Oral narrative as intangible cultural heritage and social force
Research project
Since the 1980s, there has been a rising interest in oral narration in many fields, as a general competence as well as a speciality for professionals. This project studied various aspects, within a Swedish context.
Oral narrative have during the last decades come to have a distinct position in cultural heritage policy. It is seen as an important strategy for documenting and representing buildings, artefact collections, social institutions and folkways. There is also a process of defining, promoting and exposing oral narrative as cultural heritage in its own right. Furthermore, there is a tendency to view storytelling as an underestimated social power with a huge democratic, norm-critical and social potential. This project aimed to identify important actors, practices, and discourses at work.
An important role is filled by the self-pronounced storyteller movement, with the Berättarnätet Sverige as a network platform, in linking different actors and organizations and acting towards the public, authorities, schools and other relevant forces in order to promote oral storytelling. Since Sweden ratified the Unesco Convention for the Safeguarding of the Intangible Cultural Heritage, the culture-political framework offers new opportunities for oral storytelling. The Sagobygden (Land of Legends) project in Region Kronoberg was in 2018 inscribed on Unesco’s Register of Good Safeguarding Practices.
In our project, we have highlighted the problems of handling the inherent paradoxes of presenting everyday practices as performing art, and also studied earlier attempts (ca 1890-1950) to promote storytelling as heritage.

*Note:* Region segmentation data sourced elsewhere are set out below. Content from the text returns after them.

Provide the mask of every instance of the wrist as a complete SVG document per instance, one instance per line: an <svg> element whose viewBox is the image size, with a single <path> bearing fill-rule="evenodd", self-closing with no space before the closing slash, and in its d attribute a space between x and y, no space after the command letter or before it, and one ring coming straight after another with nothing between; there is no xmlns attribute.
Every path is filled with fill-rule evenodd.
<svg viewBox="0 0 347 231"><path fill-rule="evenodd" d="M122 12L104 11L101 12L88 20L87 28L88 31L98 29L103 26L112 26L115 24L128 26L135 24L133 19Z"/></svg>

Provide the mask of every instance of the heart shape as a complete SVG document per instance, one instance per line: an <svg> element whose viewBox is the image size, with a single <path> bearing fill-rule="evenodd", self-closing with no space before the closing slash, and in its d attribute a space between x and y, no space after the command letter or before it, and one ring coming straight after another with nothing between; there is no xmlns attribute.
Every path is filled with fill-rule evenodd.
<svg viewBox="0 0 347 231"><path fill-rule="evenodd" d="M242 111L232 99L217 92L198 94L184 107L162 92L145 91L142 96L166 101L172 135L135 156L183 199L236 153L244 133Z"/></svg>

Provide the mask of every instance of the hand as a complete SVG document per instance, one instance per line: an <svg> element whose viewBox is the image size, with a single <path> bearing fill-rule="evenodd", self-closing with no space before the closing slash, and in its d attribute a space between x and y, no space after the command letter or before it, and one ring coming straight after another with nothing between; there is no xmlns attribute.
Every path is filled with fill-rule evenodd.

The rhetoric on why oral storytelling is a heritage to safeguard uses three different lines of argumentation. One focus on clear-cut stories with distinct chains of events and defined actors which ought to be preserved. There is a long and dominant scientific tradition of collecting and cataloguing stories to refer to, a canon of tales and legends, which can serve as benchmarks for contemporary stories as well. Another argumentation speaks of oral storytelling as a performance style, where vernacular language (including dialect) and addressing the audience directly are central factors. The performer should be personally involved with his/her stories. The authority to tell a story is built from relating own personal experiences, through group identification (for example ethnic or geographical), or from having learnt from elderly people. Furthermore, the ability to listen to the audience’s reactions and have a direct interaction with them is important. Finally, one argumentation speak of storytelling situations, where the meeting between individuals is central. This is closely intertwined with a cultural critique of us “not spending enough time together” and “too few meetings across the generations”.
Storytelling has opened a possibility for Sàmi people to enter Swedish public life and draw attention to Sámi culture. The interplay between genres is a creative force in Sámi art, and the forms of oral presentation are easily discernible in autobiographical written works. The importance of yoik as a form which integrates spoken narrative and music into a unique genre has to be emphasized. One distinctive feature of Sámi poetry, which also strengthens its functions of marking identity, is the possibility to project irony and critique in forms not transparent for the outsider which gives a special weight to public performances.
The rhetoric of storytelling as a social force is to a large extent about participation. One project study notice strategies for getting people to take part in public situations through narration, and thus contributing to emancipatory aims. Another study highlights how storytelling has become a tool for strengthening local and regional identification and cooperation by establishing situations where people can meet and exchange individual experiences.